AI in production — the boring infrastructure questions that nobody asks

There is an industry of demos that look great in a browser tab and never make it past the demo. The transition from “it works on my machine” to “it works at 3 AM under load with full audit trails” is where most AI projects quietly die.

The questions that nobody puts on the slide deck:

What happens at 100x load

A demo that takes 800ms per inference is fine for a single user. At 100 simultaneous users — which is a normal Tuesday morning for a Filipino retail brand — the same setup either rate-limits or charges 100x for premium throughput. We design for this from day one: caching where it earns its weight, queuing where it does not, and a graceful degradation path when the inference provider is slow.

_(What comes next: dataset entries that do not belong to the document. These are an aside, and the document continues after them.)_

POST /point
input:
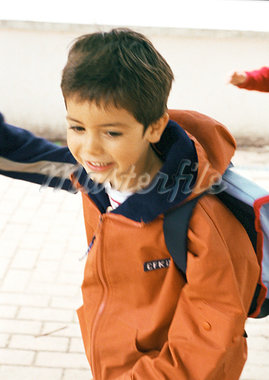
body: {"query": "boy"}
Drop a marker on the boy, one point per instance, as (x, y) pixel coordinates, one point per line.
(141, 317)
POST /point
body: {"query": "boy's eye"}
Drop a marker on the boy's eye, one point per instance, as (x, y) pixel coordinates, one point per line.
(113, 134)
(76, 128)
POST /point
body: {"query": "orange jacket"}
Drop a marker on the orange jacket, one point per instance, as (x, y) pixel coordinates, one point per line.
(153, 325)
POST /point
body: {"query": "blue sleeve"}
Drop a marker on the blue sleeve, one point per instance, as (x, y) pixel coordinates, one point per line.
(34, 159)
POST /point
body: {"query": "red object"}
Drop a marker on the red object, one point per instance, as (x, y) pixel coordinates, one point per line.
(257, 80)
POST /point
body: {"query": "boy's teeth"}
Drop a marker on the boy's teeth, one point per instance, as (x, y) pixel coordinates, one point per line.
(98, 163)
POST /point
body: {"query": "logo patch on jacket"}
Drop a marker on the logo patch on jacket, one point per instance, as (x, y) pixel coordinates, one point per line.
(156, 264)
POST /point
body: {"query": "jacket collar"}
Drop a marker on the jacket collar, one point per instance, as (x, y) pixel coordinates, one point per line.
(171, 185)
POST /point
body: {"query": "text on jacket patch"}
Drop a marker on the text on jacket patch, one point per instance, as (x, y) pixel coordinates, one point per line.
(156, 264)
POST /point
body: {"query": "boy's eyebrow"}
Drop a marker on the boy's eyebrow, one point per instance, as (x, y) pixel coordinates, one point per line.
(116, 124)
(72, 119)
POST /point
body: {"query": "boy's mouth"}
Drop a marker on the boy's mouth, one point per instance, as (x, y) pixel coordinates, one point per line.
(99, 166)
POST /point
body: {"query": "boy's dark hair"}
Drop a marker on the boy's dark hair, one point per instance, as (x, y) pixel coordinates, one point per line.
(120, 67)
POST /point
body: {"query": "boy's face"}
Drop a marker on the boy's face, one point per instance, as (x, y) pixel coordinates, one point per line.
(111, 144)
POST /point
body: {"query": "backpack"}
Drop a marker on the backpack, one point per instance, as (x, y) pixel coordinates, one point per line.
(250, 204)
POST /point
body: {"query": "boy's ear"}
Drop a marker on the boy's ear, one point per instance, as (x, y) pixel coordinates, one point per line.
(155, 130)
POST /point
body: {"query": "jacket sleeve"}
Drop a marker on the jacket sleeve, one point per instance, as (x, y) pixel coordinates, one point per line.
(257, 80)
(30, 158)
(205, 339)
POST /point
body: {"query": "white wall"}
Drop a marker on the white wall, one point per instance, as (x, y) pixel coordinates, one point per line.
(33, 55)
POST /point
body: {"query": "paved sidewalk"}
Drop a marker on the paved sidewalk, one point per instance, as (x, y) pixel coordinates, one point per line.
(41, 241)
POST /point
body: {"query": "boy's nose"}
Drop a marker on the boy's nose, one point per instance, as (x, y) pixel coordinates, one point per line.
(92, 146)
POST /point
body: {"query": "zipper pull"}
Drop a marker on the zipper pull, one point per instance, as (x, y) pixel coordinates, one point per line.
(88, 250)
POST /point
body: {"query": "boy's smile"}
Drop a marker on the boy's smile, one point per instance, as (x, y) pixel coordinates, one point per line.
(111, 144)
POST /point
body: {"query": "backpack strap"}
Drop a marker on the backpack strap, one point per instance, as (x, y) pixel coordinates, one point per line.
(175, 228)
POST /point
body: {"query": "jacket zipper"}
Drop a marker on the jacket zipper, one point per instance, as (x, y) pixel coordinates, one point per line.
(96, 322)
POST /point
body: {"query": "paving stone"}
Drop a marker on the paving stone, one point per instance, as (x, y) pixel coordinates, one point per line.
(3, 340)
(42, 343)
(45, 314)
(70, 374)
(30, 373)
(13, 326)
(17, 357)
(61, 360)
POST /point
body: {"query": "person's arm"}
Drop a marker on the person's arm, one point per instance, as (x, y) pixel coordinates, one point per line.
(30, 158)
(257, 80)
(205, 339)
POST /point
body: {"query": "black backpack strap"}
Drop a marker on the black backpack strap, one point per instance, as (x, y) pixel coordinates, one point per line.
(175, 228)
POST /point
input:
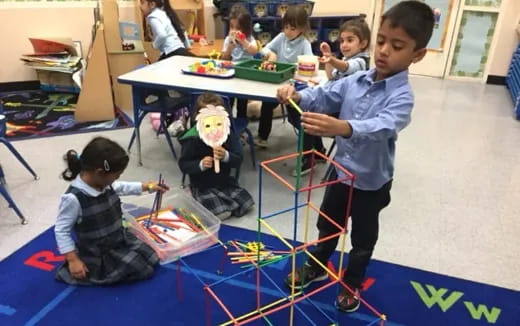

Who gets paged when latency spikes

“Latency spikes” is engineer-speak for “your customers are watching a spinner.” The on-call rotation, the alerting thresholds, the runbook for “the inference provider is having a bad day” — these are not glamorous, but their absence is what produces 4 AM phone calls.

How do we cap monthly spend before it triples

Token-based pricing scales surprisingly. A bug in a prompt-construction routine can multiply your bill by ten without anyone noticing for a week. We build hard-stop budgets at the gateway level — if monthly spend hits an agreed ceiling, the system degrades to a deterministic fallback, the dashboard turns red, and humans get notified before any more money is spent.

What the handoff looks like

Production engagements end with the same artifacts every time: source code in your repo, deployment scripts you can run, runbooks the on-call can read at 3 AM, and 30 days of side-by-side support before we hand it over. We have never asked a client to keep us on retainer just to operate a system we built. If that is a deal-breaker for an agency, that is the wrong agency.